Department heads at Coinbase have weighed in on the market downturn amid solvency concerns around Three Arrows Capital, crypto lending firm Celsius, and Voyager Digital, saying the crypto exchange had “no financing exposure” to the companies.
In a Wednesday blog post, Head of Coinbase Institutional Brett Tejpaul, Head of Prime Finance Matt Boyd, and Head of Credit and Market Risk Caroline Tarnok said Coinbase had not engaged in the “types of risky lending practices” exhibited by Three Arrows Capital, Celsius, and Voyager, claiming the firms were examples of practicing “insufficient risk controls.” According to the trio, crypto companies faced the possibility of insolvency caused by “unhedged bets,” large investments in Terra, and overleveraging with venture capital firms.
“The issues here were foreseeable and actually credit specific, not crypto specific in nature,” said Tejpaul, Boyd, and Tarnok. “Many of these firms were overleveraged with short term liabilities mismatched against longer duration illiquid assets. We believe these market participants were caught up in the frenzy of a crypto bull market and forgot the basics of risk management.”
A court in the British Virgin Islands reportedly ordered the liquidation of Three Arrows Capital. Voyager Digital filed for bankruptcy in July, later announcing its plan to restore users’ crypto could depend on funds from any proceedings with Three Arrows Capital, which failed to repay a 15,250 Bitcoin (BTC) and 350 million USD Coin (USDC) loan. Crypto lending platform Celsius also filed petitions for Chapter 11, with the platform’s lawyers seemingly using an unusual legal argument to avoid restoring users’ funds.

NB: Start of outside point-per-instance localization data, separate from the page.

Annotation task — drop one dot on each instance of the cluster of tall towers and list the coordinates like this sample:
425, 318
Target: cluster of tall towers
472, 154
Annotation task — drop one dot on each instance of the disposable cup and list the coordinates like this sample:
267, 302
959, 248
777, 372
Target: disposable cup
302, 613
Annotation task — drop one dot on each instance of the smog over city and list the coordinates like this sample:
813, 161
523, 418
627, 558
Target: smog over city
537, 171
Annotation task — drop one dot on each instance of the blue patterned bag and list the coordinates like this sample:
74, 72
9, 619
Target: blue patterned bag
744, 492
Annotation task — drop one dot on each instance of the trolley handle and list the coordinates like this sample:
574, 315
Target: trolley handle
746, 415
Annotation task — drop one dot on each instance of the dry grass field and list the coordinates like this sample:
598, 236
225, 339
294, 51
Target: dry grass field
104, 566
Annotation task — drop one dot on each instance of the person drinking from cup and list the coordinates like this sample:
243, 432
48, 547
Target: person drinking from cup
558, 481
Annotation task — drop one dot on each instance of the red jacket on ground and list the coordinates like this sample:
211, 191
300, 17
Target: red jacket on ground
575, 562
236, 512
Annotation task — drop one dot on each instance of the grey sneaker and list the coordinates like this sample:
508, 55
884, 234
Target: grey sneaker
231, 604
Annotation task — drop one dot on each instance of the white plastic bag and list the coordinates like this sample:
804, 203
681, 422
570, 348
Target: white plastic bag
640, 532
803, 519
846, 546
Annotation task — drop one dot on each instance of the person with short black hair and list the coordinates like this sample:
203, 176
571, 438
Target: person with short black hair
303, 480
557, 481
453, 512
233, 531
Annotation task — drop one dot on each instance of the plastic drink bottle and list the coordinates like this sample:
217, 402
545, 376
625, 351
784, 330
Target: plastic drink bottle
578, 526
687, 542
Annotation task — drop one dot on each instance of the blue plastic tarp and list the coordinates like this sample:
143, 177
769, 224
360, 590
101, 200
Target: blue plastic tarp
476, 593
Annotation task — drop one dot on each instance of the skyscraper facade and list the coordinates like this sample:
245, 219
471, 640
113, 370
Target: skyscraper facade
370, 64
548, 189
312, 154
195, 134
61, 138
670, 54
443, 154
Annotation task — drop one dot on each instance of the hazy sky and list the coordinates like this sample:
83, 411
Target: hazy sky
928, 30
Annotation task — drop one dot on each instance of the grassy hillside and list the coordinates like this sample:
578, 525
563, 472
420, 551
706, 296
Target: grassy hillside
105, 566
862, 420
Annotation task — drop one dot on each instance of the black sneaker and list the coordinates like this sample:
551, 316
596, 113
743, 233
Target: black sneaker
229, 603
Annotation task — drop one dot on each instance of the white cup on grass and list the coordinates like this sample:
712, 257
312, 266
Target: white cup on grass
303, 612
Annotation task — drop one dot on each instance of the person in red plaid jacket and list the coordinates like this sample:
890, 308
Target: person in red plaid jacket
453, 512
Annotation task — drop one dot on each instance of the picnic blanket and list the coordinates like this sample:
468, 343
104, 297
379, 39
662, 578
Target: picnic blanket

Though Coinbase said it had “no exposure to client or counterparty insolvencies” and “no changes in access to credit” for its users, the crypto exchange is still operating within a bear market that Grayscale predicted could last until 2023. Since May 4, shares of Coinbase stock have fallen more than 42% to reach $75.27 at the time of publication. CEO Brian Armstrong also announced in June that the exchange planned to cut 18% of its staff, citing concerns about a possible crypto winter.